The slide-type detachment tool includes a slide that moves from side to side and attracts a semiconductor chip by vacuum suction so that the semiconductor chip is separated from a dicing film. Since the slide forms a vacuum while the slide moves from side to side, the distance through which the slide is configured to move increases when the size of the semiconductor chip increases. Also, productivity is low when using the slide-type pickup detachment tool due to the low moving speed of the slide.
Examples of prior art for thin die detachment applications are highlighted as follows. US Publication Number 2007/0228539A1 entitled “Method For Detaching A Semiconductor Chip From A Foil And Device For Mounting Semiconductor Chips” discloses a method for detaching a chip from a dicing film such as a foil using a ramping surface with a stripping edge and ejector pins. The stripping edge is next to a groove area with the ejector pins. When detaching a die, the stripping edge moves up the surface of an ejector cap while vacuum suction is applied to the said ejector cap. The detached semiconductor is curved to form a concave shape when it is transported to the stripping edge by the movement of a wafer table. The detached chip is pushed to the groove and is picked up by ejector pins. A disadvantage of this detachment tool is having to move the wafer table to the stripping edge. In order to move the wafer table, vacuum suction force that is applied between the dicing film and the surface of the ejector cap must be low as the vacuum suction force would drag and distort the wafer. A lower vacuum suction however reduces the applied peeling energy. Furthermore as the detachment of the die is not on a controllable stage, the die may flip. Also, in the final pick-up stage, ejector pins are used which as discussed above are not suitable for picking up thin die.
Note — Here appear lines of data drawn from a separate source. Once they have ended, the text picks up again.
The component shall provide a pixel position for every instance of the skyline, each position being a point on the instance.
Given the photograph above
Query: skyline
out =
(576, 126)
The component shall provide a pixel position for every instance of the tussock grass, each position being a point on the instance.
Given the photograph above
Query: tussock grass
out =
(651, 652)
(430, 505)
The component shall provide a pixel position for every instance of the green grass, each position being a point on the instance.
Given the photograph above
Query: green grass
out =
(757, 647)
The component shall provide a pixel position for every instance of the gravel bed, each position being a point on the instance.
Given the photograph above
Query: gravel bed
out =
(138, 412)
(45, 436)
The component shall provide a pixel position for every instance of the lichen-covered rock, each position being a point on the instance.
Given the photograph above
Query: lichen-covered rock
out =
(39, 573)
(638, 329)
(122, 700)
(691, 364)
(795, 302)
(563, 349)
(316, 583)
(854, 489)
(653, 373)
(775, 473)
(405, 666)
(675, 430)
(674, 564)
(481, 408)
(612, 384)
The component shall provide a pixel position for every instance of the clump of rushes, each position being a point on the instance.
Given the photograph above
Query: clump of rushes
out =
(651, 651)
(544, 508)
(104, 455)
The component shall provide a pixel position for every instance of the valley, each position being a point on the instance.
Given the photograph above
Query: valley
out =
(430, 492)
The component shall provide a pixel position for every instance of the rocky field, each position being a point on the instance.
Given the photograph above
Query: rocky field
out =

US Publication Number 2002/0129899A1 entitled “Die Pickup Method And Die Pickup Apparatus” discloses a movable plate which may move horizontally or in both a horizontal plane and a vertical direction to detach a die from a dicing film. The shortcoming for this method is that there is no supporting structure underneath the die being picked when the movable plate is moved to detach the die. This may cause the die to crack at locations where the die is not detached. Additionally, neighbouring dice surrounding the die being picked are affected by the movable plate.
US Publication Number 2008/0092360A1 entitled “Thin Semiconductor Chip Pickup Apparatus and Method” discloses a die detachment apparatus with a stage for supporting a dicing film. An advantage over the movable plate discussed above is that the die detachment process is faster and the neighbouring dice are also not affected by the detachment process. However, this apparatus involves the motion of a suction member along a vertical axis at a level below the surface of the ejector cap which means the die is not pushed up very much away from the ejector cap. Furthermore, the initial detachment requires a dicing film to conform to the initial lowering of the suction member by applying suction vacuum. This greatly limits the applied peeling energy to the die being detached. Therefore, it would be desirable to achieve an effective method of detaching thin chips which provides support to the chip and reduces the pinching effect on the chip while avoiding the disadvantages of the prior art as discussed above.